Pilier du « modèle social français » hérité de l'après-guerre, le système de retraite par répartition repose sur un contrat social : chaque génération a droit au fait que ses enfants lui assurent une retraite correspondant à celle qu'elle a assurée elle-même à ses parents. Or le vieillissement de la population ébranle les fondements de ce pacte générationnel puisqu'un transfert de revenu inéquitable entre les différentes générations est en train de s'établir : une fraction de plus en plus réduite de la population (les actifs) prend en charge financièrement les besoins d'une fraction de plus en plus nombreuse (les retraités).

Face au risque de voir les jeunes générations refuser de payer indéfiniment des cotisations toujours plus lourdes, sans même la certitude de bénéficier, à leur tour, de la solidarité des générations suivantes, l'équité intergénérationnelle doit être rebâtie.

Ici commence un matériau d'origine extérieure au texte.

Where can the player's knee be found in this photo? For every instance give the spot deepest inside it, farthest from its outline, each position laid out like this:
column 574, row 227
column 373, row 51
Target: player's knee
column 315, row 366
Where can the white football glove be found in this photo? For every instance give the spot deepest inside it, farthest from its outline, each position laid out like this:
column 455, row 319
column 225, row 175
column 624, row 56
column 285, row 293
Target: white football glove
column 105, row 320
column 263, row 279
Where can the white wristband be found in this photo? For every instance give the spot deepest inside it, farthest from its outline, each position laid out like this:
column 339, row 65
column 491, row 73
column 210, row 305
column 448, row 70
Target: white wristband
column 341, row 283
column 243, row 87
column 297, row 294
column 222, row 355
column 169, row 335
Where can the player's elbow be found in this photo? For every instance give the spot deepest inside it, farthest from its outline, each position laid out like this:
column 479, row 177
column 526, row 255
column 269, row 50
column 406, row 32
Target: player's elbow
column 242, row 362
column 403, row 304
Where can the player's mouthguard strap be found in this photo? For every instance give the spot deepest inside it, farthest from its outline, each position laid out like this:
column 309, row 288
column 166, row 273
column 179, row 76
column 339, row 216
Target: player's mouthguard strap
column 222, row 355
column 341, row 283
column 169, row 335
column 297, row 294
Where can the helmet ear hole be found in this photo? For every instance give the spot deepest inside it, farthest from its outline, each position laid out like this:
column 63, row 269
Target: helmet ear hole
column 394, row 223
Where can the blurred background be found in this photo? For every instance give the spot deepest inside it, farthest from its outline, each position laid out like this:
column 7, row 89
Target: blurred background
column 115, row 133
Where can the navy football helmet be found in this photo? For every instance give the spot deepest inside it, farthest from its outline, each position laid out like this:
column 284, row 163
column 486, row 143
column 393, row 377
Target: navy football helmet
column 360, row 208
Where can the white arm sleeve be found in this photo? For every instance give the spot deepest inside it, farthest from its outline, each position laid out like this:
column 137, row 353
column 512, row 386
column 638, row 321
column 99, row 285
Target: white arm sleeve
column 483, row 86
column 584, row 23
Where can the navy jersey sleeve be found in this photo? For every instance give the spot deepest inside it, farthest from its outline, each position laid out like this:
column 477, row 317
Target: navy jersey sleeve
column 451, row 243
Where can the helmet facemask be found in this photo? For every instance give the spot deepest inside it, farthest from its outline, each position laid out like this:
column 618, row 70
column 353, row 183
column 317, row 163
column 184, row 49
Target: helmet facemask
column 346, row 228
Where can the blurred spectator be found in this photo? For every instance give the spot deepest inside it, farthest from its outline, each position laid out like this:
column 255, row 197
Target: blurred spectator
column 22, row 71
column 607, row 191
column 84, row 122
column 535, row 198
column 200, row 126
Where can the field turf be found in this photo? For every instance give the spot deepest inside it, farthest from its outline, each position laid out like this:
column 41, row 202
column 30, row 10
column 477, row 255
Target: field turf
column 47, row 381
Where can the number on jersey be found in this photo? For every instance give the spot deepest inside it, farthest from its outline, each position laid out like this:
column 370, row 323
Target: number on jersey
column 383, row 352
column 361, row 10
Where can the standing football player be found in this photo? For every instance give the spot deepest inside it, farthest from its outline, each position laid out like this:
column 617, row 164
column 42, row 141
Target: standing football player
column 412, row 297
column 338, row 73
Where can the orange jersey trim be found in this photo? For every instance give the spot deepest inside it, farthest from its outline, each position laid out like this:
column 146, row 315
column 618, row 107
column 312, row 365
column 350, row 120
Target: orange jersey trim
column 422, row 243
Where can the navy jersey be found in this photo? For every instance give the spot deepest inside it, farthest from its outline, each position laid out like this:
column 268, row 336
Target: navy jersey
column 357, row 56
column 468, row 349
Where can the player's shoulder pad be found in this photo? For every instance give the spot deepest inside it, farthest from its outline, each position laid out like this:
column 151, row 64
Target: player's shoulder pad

Pour ce faire, il est impératif que le rendez-vous 2010, sur la base d'un examen approfondi de l'ensemble des paramètres du système de retraite actuel, débouche sur des solutions pérennes à même de garantir sa viabilité financière.

b) Quels paramètres activer ?

Dans un système par répartition, quatre leviers d'action peuvent être mobilisés pour piloter les régimes de retraite.

Le premier consiste en une hausse des cotisations de retraite . A moins que cette augmentation soit compensée à due concurrence par une diminution d'autres cotisations (cotisations d'assurance chômage par exemple), cette solution semble exclue pour deux raisons. Elle pèserait non seulement sur la compétitivité des entreprises et l'emploi, mais elle aboutirait aussi à taxer plus fortement les jeunes générations que les précédentes.

Le deuxième repose sur une baisse des pensions de retraite . Là encore, une telle mesure paraît inenvisageable car elle reviendrait à abaisser le niveau de vie des retraités. Il faut, au contraire, maintenir l'objectif d'un haut niveau de retraite pour les générations actuelles et futures.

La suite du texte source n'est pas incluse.